Saturday, December 30, 2017

Diesel death zones: particulate matter

A street without cars in Century City

Automobiles are a basic part of our lives, but they are exposing us to cancer.  New dimensions of that danger are exposed in this article today in the LA Times by Tony Barboza.

http://www.latimes.com/local/california/la-me-freeway-pollution-what-you-can-do-20171230-htmlstory.html

My friend Kathy McTaggart died of non-small-cell lung cancer in 2012 at age 69.  She had never smoked, so the source of her disease was particles in the air we breathe.

Particles are airborne as much as a mile from the freeway at night and in the early morning when air currents move, but only 500-600 feet in the daytime.

  • Keep your windows shut, experts say.  
  • Run air filters.  
  • Don't exercise or live near a freeway, especially where there are interchanges or jammed traffic.
  • Keep your windows shut while driving.

But everyone in Los Angeles lives not too far from a freeway.

And even if all cars were electrical, the friction on rubber tires and brakes and lubricating oils creates fine particles.

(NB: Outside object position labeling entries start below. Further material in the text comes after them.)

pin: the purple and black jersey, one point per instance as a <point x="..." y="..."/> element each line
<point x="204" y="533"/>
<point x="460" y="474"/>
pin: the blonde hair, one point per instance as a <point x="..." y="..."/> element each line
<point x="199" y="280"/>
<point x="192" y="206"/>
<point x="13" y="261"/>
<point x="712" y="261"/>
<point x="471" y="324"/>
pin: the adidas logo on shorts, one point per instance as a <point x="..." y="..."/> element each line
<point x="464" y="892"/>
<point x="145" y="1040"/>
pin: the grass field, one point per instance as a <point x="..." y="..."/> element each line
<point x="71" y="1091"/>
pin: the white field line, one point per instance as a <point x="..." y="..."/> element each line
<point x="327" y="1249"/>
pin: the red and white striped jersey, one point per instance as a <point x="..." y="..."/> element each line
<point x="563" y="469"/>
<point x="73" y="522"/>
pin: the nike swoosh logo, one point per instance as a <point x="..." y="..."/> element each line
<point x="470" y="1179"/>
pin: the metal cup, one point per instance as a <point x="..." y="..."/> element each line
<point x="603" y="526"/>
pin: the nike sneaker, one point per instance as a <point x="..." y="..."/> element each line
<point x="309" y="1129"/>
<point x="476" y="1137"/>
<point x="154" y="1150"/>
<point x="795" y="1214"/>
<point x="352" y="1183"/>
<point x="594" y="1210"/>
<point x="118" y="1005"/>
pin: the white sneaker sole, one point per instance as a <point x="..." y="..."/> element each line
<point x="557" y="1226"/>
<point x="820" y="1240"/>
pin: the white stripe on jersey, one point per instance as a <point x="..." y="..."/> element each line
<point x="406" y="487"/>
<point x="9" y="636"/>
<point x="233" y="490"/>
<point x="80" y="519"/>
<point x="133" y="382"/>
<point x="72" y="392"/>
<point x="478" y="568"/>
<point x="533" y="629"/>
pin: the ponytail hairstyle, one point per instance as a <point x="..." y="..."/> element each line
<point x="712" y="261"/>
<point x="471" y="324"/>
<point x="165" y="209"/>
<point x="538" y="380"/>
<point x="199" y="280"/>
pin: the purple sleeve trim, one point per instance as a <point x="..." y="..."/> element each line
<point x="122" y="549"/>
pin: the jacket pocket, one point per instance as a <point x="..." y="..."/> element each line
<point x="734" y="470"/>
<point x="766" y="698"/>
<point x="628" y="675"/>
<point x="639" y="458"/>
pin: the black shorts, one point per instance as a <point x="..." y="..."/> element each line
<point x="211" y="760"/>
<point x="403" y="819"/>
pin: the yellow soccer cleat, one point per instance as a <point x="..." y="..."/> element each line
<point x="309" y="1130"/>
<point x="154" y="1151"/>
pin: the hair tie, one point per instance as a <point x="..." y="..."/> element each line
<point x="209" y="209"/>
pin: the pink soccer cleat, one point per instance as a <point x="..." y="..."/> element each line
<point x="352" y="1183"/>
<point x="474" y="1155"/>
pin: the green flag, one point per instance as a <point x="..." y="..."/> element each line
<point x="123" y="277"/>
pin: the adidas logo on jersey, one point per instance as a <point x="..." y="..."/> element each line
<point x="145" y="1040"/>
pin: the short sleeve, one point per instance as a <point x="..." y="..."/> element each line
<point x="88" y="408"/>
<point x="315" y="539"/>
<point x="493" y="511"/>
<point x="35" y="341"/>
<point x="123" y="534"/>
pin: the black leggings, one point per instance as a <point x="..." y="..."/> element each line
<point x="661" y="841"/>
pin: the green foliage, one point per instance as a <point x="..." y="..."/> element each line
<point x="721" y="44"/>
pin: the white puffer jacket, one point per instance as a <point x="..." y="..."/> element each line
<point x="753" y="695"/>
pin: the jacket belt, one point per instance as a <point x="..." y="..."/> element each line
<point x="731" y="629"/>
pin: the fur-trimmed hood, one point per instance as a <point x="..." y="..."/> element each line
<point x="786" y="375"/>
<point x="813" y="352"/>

Here's part of Barboza's report:
It’s especially unhealthful to live near freeways and roads frequented by diesel trucks, which spew many times more harmful gases and particles than cars. Diesel particulate matter, carcinogen-laden soot that deposits deep in the lungs, is responsible for the bulk of the cancer risk from air pollution and more than 1,000 early deaths a year in California.
Experts are most concerned about people living near ports, warehouse distribution centers and other freight corridors. Asthma rates and cancer risk there can be so elevated that physicians have labeled it the “diesel death zone.”
An air-monitoring station next to a truck-congested stretch of the 60 Freeway in Ontario had the highest levels of fine-particle pollution, or soot, of all near-roadway sites in the nation, according to 2015 U.S. Environmental Protection Agency data. About 217,000 vehicles a day passed by in 2015, more than 29,000 of them trucks.
I don't know what to do about this problem.  Stop driving?  Move to somewhere far from freeways and power plants, whether coal or nuclear or other?

I will do what I can: encourage you to read this article researched by Tony Barboza and published by the Los Angeles Times.